O gasto dos últimos dois anos, no entanto, mostra o que acontecerá. Em 2007, quando a conversão das folgas não tiradas da licença-prêmio em pecúnia era uma exceção, foram gastos R$ 3 milhões com esse tipo de despesa - 0,8% da folha.

Em 2008, a Mesa Diretora baixou um ato (23/2008) no fim do ano permitindo que os servidores com direito ao benefício até aquela data poderiam receber em dinheiro até 30 dias dos 90 de descanso, sem necessidade de argumentação de "absoluta necessidade de serviço". O dispêndio com os pagamentos triplicou, chegando a R$ 10,7 milhões - 2,3% da folha.

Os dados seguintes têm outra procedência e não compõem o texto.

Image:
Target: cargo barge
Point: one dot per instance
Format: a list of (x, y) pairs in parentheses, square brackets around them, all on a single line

Entre os beneficiados estão servidores que poderão receber cifras acima de R$ 50 mil pela venda das folgas. É que, dentro do quadro de 908 funcionários concursados da Assembleia, alguns adquiriram direitos ao longo dos anos que fazem seus salários chegarem a R$ 25 mil, mas na prática podem receber apenas o teto imposto por lei, R$ 16 mil mensais. Como a licença-prêmio é considerada indenização, não vencimento, o entendimento jurídico é que sobre ela não devem incidir nem impostos nem o teto, o que torna a venda dos dias de descanso um negócio lucrativo para os funcionários e caro para os cofres públicos.

Considerada uma regalia já ultrapassada do funcionalismo brasileiro, no serviço público federal a licença-prêmio foi substituída, em 1997, pela licença para capacitação, que em vez de folga prevê um prazo, a cada período trabalhado, para reciclagem profissional.

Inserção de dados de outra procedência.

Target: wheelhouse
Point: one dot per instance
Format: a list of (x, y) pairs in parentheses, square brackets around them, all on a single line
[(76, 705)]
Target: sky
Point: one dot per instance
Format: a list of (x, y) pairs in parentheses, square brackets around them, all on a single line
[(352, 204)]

No Estado de São Paulo, o benefício é mantido até hoje, mas desde sua criação passou por restrições como a de 1999, quando o então governador Mário Covas (PSDB) estipulou um prazo mínimo para que as folgas fossem tiradas (4 anos e 9 meses, caso contrário, o benefício caducava).

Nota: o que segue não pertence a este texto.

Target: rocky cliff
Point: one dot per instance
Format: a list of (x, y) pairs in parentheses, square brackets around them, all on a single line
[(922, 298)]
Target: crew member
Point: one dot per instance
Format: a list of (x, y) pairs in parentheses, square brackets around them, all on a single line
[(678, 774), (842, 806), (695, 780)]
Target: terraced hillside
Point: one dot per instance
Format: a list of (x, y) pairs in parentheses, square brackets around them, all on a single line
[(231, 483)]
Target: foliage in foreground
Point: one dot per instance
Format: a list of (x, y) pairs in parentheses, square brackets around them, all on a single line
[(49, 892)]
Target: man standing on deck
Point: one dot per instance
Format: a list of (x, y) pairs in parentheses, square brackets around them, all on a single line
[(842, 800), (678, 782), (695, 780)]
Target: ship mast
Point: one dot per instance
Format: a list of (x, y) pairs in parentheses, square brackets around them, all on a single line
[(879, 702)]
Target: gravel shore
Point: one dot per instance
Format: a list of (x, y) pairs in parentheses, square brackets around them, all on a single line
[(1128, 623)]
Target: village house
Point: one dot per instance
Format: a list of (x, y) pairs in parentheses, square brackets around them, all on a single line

No ano passado, o governador José Serra (PSDB) editou uma lei complementar (1.048/2008) que acabou com esse prazo, mas estipulou que cada Poder (Executivo, Legislativo e Judiciário) regulamentasse o assunto à sua maneira.

Com exceção do Legislativo, a possibilidade de converter as folgas em dinheiro continuou proibida, salvo os casos especiais. No Executivo, por exemplo, a possibilidade é dada a policiais e professores, casos em que as ausências e suas substituições são mais complexas.

CONQUISTA

"Essa foi uma conquista do funcionalismo, que não tem direito a fundo de garantia", defende a presidente do Sindicato dos Servidores da Assembleia Legislativa, Rosely Assis.

O argumento é que, como o funcionalismo não tem Fundo de Garantia do Tempo de Serviço (FGTS), a possibilidade de conversão da licença-prêmio em dinheiro acaba servindo como "compensação". Pela lei, porém, o direito às folgas pressupõe o descanso para quem durante os anos de serviço não se ausentou sem justificativa.

O presidente da Assembleia, Barros Munhoz (PSDB), defendeu, por meio de sua assessoria, a legalidade do ato.